Interview Methods
Detecting Deception in Interviews: Why Body-Language Myths Fail
Gaze aversion, fidgeting and crossed arms are not reliable signs of lying. This article explains what the evidence actually shows and how to build a defensible approach.
The comforting myth of the tell
Popular training still teaches that liars avoid eye contact, touch their face, or shift in their seat. Decades of research show these cues have little to no reliable relationship with deception. Anxious truth-tellers display them constantly, and prepared deceivers often do not.
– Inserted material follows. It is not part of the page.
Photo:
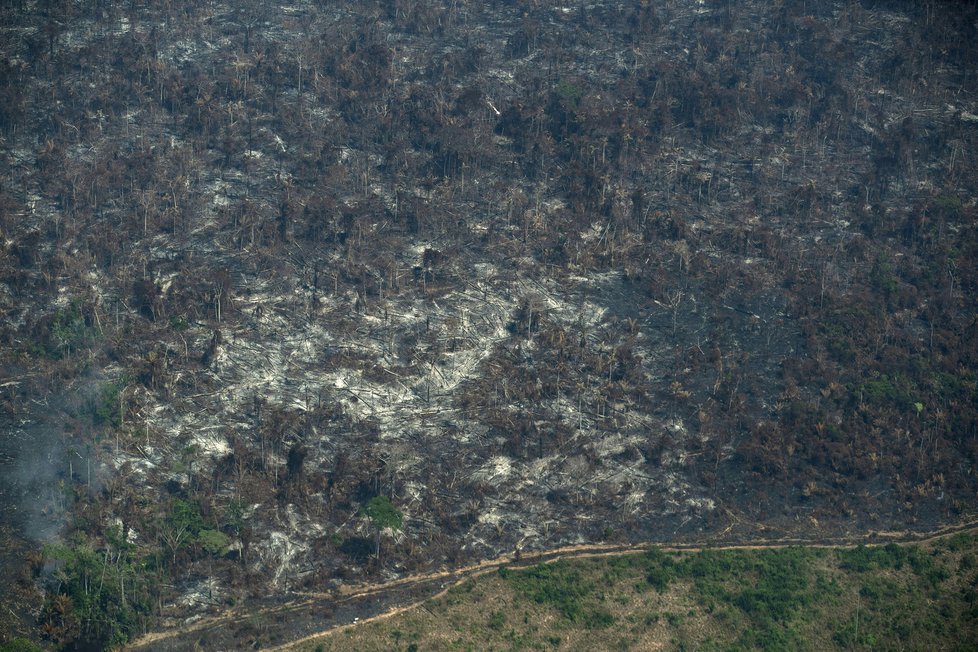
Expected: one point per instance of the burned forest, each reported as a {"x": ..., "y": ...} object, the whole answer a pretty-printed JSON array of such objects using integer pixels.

What the evidence supports
The most robust gains in deception detection come from the content of the account, not the body. Strategies that work in controlled studies include:
- Cognitive load: lying is mentally taxing, so asking for detail, reverse-order recall, or unexpected questions widens the gap between truthful and fabricated accounts.
- Evidence disclosure timing: revealing what you know gradually, rather than up front, constrains a deceptive account and exposes inconsistencies.
- Consistency over time and detail: assessed against verifiable facts, not against a gut feeling.
Why this matters for fairness
Relying on body-language myths does not just reduce accuracy — it produces confident, wrong judgements that can wrongly implicate innocent people. An evidence-led interview keeps the focus on what can be checked and recorded.
Practical takeaways
- Drop the demeanour checklist.
- Increase cognitive load with open, unanticipated questions.
- Disclose evidence strategically.
- Judge the account against facts, not nerves.
Deception detection is hard, and honest interviewers acknowledge the limits. The goal is a reliable account — not a confident guess.